The objective of the RESPONDER-HF confirmatory trial is to identify and enroll HFpEF patients who can most benefit from shunting. In prior studies covering a decade or so, about 600 atrial shunts have been implanted. The data show that it’s a safe, minimally invasive procedure, and a certain HFpEF phenotype has done really well. These tend to be patients with no pacemakers and low pulmonary vascular resistance. Patients with less advanced disease who have low or normal intracardiac pressures at rest but high pressures with exercise, specifically higher left atrial pressure than right, constitute the group that may experience significant benefit. They are also the patients for whom medications are least likely to be effective.
And for these people, the shunt can deliver a dramatic improvement in their quality of life. Some have told me they feel better the first day after the implant.
Now I do understand that to most cardiologists, the idea of intentionally creating a shunt in the heart is completely counterintuitive. We’re all conditioned to believe a hole in the heart wall is a very bad thing that should be repaired, not created. But this particular opening seems to be a good thing for patients who fit the responder profile, providing an elegant mechanical fix to a problem that drugs can’t handle.
Every cardiac physician has patients who are immensely frustrated by uncertain diagnoses, loss of functionality and multiple therapies that don’t work.
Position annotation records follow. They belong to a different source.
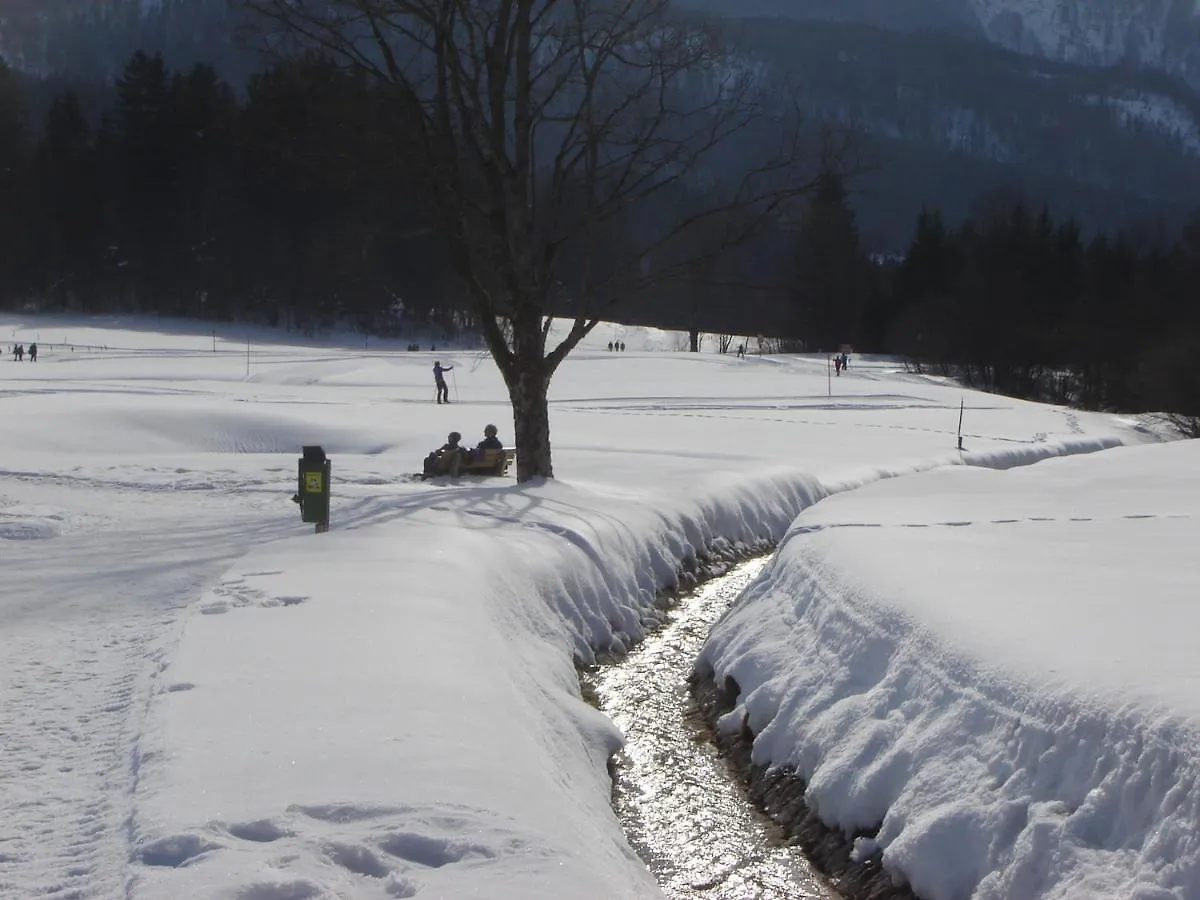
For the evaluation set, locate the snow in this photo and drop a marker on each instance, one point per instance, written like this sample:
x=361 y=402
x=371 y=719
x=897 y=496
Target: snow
x=1006 y=673
x=1157 y=113
x=201 y=697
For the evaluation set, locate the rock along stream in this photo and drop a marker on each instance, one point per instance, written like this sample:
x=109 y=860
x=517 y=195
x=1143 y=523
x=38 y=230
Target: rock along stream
x=681 y=805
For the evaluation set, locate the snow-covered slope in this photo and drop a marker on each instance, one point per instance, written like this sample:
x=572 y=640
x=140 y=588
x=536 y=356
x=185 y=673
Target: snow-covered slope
x=1157 y=34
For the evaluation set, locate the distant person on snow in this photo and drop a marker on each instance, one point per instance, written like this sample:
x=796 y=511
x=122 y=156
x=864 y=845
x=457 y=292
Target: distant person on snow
x=439 y=381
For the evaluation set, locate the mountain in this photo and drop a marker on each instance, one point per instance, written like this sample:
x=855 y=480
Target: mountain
x=1162 y=35
x=948 y=118
x=1152 y=34
x=954 y=97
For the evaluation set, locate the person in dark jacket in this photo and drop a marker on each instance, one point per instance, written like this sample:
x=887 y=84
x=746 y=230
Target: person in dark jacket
x=447 y=459
x=490 y=441
x=439 y=381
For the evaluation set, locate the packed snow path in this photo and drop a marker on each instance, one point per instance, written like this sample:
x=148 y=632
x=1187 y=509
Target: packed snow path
x=78 y=667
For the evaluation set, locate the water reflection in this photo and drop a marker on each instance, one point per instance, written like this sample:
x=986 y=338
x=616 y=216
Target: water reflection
x=681 y=807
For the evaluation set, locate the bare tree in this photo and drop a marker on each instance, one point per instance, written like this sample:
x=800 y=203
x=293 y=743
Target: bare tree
x=559 y=138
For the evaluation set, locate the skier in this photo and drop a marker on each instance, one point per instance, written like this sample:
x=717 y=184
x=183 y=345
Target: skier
x=439 y=382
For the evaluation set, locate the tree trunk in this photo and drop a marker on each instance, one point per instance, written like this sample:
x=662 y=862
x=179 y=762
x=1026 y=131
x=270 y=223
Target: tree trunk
x=528 y=383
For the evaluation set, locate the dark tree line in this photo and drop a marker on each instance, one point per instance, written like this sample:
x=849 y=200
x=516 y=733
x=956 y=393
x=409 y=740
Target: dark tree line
x=1015 y=301
x=287 y=205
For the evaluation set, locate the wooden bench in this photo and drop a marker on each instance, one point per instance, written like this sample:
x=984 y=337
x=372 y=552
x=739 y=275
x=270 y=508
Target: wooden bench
x=487 y=462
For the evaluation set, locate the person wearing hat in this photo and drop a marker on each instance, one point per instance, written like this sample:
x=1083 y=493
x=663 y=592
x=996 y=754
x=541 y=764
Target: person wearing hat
x=439 y=382
x=490 y=441
x=447 y=459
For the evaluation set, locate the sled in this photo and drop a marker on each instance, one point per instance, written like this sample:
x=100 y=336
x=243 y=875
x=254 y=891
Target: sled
x=478 y=462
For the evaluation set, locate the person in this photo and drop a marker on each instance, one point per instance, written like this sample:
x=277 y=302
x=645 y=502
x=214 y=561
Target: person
x=439 y=382
x=490 y=441
x=447 y=459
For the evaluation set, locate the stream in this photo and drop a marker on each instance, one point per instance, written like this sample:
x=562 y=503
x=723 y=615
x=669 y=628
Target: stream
x=682 y=807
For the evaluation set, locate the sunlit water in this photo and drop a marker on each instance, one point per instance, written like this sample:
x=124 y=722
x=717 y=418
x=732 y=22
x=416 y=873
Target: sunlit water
x=681 y=805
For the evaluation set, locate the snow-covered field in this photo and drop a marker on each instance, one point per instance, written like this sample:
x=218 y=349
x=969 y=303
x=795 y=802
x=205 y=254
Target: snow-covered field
x=202 y=699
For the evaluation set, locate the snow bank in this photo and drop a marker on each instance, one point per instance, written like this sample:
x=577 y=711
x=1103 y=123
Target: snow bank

And for them, the study presents a compelling opportunity. Even the 50% of patients who won’t receive the shunt in the randomized trial should see improvement in their condition due to the high attention level from the investigative clinical team at each study site. Furthermore, these patients will have the opportunity to receive the shunt after their unblinding visit.
For the 50% who do have the device implanted, people who’ve been to the emergency room a dozen times, people whose treatment options are exhausted and whose prognosis is grim, it could be a life-changer.
Physicians who can present those options to their patients, along with the opportunity to give back to the world – to contribute to scientific knowledge that could help millions of heart failure patients in the future – are likely to get a very positive response.